The GPL spell checking program aspell has support for many languages, including my native language, Dutch. Since it's open source, so are the dictionaries, which means that we should be able to extract a word list. And complete word lists for a language are simply fun to play with.
Unfortunately aspell is too advanced to use a plain text word list. But there is a way to dump it:
aspell dump master
This will print the entire word list for your default language. You can specify the language used with -l
:
aspell -l nl dump master
The argument to -l
is the ISO 639 language code (see man aspell
for details). The argument master
tells aspell to use the systemwide dictionary, not your personal wordlist. The dictionary must be installed on your system; on Ubuntu the Dutch language package is called aspell-nl
.
When we run aspell dump master
for Dutch we get something unexpected:
blaat/MWPG
bloeit/KU
bloot/G
blootte
blote/N
There are strange tags attached to the end of many words. These are affixes and they represent variations of that word. (Although there is an English affix file, no affixes tags are printed if we dump an English dictionary.) We can expand the affix tags into all possible variations by sending them through aspell expand
:
aspell -l nl dump master | aspell -l nl expand
That's better:
blaat geblaat blaatten blaatten blaatte blaten
bloeit opbloeit uitbloeit
bloot gebloot
blootte
blote bloten
If we now pipe this through tr
we get all variations on separate lines as well. Thus the final command to get a word list for any aspell-supported language becomes:
aspell -l nl dump master | aspell -l nl expand | tr ' ' '\n'
(Note that this breaks for words that originally contained spaces. The Dutch word list does not have these, though.)
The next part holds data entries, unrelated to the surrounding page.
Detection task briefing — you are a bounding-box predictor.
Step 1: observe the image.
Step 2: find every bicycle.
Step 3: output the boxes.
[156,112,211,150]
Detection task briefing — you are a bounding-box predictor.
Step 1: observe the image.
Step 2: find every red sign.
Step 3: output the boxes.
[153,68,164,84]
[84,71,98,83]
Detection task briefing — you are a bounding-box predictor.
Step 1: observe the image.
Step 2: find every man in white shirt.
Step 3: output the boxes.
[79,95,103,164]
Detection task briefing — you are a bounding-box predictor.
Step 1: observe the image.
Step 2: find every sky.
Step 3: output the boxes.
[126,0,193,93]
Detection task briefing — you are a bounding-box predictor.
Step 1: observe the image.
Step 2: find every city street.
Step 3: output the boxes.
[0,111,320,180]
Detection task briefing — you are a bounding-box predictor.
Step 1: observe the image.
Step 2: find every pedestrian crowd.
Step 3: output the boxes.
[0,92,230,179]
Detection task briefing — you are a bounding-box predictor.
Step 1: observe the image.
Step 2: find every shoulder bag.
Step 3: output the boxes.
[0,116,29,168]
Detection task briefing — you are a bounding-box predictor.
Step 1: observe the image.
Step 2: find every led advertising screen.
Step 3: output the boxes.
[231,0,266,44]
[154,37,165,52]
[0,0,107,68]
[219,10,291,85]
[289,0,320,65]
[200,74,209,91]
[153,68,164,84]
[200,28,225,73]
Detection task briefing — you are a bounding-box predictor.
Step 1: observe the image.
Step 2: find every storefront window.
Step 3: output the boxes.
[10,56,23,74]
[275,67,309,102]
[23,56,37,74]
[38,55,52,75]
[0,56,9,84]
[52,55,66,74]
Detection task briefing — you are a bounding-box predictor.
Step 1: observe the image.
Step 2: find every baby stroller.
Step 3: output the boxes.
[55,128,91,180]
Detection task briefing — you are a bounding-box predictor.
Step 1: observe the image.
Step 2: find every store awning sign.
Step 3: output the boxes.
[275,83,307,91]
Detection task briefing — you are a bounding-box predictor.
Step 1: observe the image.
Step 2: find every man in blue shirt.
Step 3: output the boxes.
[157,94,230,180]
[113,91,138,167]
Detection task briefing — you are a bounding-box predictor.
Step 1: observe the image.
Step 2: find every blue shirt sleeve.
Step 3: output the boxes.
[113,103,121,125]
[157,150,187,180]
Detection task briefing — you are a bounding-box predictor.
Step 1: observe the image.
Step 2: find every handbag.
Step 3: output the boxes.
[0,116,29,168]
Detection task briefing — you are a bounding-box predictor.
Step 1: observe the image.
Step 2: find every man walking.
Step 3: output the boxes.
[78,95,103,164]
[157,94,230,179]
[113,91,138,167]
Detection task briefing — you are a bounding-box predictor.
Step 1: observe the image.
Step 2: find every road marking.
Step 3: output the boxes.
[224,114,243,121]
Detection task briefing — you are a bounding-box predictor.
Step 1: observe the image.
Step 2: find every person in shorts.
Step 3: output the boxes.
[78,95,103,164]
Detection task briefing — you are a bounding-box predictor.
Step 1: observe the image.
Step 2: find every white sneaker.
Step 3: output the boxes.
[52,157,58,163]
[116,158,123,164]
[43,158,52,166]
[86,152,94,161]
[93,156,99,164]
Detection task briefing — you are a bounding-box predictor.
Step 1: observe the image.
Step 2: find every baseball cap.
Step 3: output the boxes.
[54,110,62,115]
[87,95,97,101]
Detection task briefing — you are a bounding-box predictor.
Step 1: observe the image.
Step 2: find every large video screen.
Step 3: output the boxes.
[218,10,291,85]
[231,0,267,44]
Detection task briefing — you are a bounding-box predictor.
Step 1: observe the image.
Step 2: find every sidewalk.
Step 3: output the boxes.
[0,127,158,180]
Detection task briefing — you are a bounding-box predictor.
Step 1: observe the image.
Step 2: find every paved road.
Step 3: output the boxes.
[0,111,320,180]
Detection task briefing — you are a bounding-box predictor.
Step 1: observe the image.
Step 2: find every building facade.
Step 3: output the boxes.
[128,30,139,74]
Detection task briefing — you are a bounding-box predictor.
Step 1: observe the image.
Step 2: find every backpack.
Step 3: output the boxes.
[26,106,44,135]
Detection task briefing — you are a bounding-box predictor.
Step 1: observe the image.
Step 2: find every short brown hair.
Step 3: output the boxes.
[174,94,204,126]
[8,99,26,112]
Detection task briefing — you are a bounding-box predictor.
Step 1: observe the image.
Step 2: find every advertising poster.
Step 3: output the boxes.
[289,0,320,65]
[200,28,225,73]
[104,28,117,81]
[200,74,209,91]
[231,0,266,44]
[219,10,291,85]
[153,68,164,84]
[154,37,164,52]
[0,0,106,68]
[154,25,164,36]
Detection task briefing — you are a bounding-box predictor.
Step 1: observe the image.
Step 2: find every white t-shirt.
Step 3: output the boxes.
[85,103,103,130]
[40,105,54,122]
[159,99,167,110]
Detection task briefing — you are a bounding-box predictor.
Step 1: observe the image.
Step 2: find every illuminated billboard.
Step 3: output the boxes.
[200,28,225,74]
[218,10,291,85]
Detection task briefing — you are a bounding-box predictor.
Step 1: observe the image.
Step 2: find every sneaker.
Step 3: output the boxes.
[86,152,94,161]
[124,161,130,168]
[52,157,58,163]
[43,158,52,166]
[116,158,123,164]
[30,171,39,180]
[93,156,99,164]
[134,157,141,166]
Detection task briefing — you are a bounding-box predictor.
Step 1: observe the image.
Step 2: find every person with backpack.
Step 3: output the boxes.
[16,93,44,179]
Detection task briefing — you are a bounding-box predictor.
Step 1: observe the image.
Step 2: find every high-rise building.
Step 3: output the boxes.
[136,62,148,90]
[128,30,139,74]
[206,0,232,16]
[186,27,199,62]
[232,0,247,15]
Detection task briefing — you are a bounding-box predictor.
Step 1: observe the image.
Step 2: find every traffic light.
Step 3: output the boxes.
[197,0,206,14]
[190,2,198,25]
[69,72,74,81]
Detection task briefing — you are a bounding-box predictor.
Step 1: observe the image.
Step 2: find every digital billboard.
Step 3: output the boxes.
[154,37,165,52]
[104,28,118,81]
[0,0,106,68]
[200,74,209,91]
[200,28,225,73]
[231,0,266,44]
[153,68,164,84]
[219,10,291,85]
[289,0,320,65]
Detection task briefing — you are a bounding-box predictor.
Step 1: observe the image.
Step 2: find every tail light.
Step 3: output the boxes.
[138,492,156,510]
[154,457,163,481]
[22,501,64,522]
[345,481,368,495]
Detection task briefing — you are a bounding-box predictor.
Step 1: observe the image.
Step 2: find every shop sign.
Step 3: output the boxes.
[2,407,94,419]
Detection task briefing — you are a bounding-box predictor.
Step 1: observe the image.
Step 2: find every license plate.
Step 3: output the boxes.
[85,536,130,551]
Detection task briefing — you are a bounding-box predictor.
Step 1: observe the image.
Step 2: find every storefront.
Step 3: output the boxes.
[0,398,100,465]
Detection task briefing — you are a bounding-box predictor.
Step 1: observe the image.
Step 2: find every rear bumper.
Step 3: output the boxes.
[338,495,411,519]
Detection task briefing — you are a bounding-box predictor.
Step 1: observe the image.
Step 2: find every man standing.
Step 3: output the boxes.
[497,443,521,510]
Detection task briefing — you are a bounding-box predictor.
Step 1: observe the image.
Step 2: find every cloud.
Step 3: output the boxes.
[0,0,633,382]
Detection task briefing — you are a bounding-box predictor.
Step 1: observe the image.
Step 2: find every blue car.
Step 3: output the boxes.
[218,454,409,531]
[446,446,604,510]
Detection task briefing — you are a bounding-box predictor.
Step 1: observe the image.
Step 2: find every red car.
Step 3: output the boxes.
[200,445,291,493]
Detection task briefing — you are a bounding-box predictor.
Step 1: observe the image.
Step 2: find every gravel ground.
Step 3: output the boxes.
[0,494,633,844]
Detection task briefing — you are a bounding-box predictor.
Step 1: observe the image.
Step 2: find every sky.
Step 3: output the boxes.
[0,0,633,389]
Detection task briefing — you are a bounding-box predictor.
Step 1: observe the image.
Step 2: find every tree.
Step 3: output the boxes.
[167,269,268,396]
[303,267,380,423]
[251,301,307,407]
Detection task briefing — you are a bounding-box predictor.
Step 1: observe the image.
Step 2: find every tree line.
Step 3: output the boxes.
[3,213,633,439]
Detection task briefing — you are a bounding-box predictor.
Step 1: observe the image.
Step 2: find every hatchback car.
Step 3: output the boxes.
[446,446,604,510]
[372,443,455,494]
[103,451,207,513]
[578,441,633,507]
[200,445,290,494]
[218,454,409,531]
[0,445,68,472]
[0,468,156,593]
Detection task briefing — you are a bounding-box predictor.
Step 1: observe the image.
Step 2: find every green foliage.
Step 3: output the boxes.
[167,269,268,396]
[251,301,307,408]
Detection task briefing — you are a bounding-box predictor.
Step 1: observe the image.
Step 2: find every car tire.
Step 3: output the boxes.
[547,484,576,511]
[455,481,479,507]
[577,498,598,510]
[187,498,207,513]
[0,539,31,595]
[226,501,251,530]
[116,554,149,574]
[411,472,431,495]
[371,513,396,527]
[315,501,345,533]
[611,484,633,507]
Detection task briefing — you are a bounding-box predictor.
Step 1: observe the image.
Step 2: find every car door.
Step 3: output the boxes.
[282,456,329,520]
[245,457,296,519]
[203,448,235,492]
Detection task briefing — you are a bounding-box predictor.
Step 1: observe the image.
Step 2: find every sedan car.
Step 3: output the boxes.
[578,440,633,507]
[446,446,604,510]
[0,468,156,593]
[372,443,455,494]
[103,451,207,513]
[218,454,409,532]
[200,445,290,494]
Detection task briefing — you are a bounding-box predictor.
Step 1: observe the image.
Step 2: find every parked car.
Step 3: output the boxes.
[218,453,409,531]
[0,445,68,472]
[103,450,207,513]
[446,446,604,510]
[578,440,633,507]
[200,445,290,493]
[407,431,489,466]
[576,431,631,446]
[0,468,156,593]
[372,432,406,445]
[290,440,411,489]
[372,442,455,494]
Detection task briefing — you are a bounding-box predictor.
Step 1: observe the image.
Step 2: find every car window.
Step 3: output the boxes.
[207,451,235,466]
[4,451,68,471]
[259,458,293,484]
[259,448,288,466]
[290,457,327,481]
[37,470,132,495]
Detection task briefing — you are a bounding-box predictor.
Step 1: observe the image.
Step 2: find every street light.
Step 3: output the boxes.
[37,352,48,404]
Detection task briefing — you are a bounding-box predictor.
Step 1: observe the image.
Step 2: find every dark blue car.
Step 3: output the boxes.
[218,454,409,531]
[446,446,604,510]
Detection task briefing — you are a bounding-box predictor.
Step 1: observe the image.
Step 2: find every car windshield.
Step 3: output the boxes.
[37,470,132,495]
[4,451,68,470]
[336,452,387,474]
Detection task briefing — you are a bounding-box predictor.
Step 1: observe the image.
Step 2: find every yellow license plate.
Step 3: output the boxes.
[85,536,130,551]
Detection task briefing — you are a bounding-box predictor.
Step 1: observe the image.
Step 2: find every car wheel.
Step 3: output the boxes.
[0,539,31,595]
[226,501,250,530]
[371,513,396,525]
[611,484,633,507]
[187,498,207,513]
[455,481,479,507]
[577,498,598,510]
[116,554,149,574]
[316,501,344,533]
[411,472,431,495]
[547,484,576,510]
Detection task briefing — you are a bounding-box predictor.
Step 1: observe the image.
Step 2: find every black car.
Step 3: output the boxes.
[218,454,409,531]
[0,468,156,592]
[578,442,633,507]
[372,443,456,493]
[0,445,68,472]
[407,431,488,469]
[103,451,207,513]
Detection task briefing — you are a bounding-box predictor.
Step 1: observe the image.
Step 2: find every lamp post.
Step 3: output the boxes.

Then I got interested in how these affixes work. Take blaat
(to bleat) for example; it is followed by M
, W
, P
and G
. Looking in the affix definition file /usr/lib/aspell/nl_affix.dat
there are some lines that define the meaning of these characters:
SFX M N 13
SFX M 0 ben b
SFX M 0 den d
...
SFX M 0 ten t
SFX M z zen z
SFX W N 7
SFX W 0 t [^t]
SFX W 0 te [kfstp]
SFX W 0 ten [kfstp]
SFX W 0 te ch
SFX W 0 ten ch
SFX W 0 de [^kfstp]
SFX W 0 den [^kfstp]
SFX P N 34
SFX P ad den aad
SFX P af fen aaf
...
SFX P at ten aat
...
PFX G Y 1
PFX G 0 ge .
So what does this all mean? SFX
and PFX
stand for suffix (ending) and prefix (beginning). The first line of each block gives the number of lines in the rest of the block; the Y
or N
before the number indicate whether the suffix may be combined with prefixes or vice versa.
The line SFX M 0 ten t
simply creates the plural past form blaatten
, by appending -ten
if the original word ends in t
. We also see suffixes for other cases in which consonant doubling is required.
The next suffix SFX W
is more interesting. This one takes care of various conjugations, including the past tense and the past participle (‘voltooid deelwoord’). We see that -te
is appended when the word ends in k
, f
, s
, t
or p
, and -de
otherwise. Any Dutch person will immediately recognize this as the dreaded ‘kofschipregel’ that is the cause of so many spelling errors. In this case it gives rise to the word forms blaatte
and blaatten
.
The suffix SFX P at ten aat
takes care of the infinitive. Note that the double a
has been replaced by a single one; the pronunciation remains identical. (Dutch works in mysterious ways…) This replacement is done by the third field on the line, that indicates the text to strip off the end of the word; so far, it has been 0
, which means to strip off nothing. (The SFX M z
is the exception; as far as I can tell, it is not used anywhere in the aspell dictionary.) We take blaat
, which matches -aat
, so we strip off -at
and stick -ten
in its place, resulting in blaten
.
Finally, we have a prefix rule PFX G
, which sticks ge-
before anything, leading to the form geblaat
(bleating, as in “the bleating of the sheep”).
The file nl_affix.dat
also contains a list of general replace rules (for example, replacing g
by ch
and vice versa) and specific ones (kado
by cadeau
). These rules are used when suggesting possible corrections for a misspelled word.
So where was I? Oh yeah, building a word list. To play with. For fun.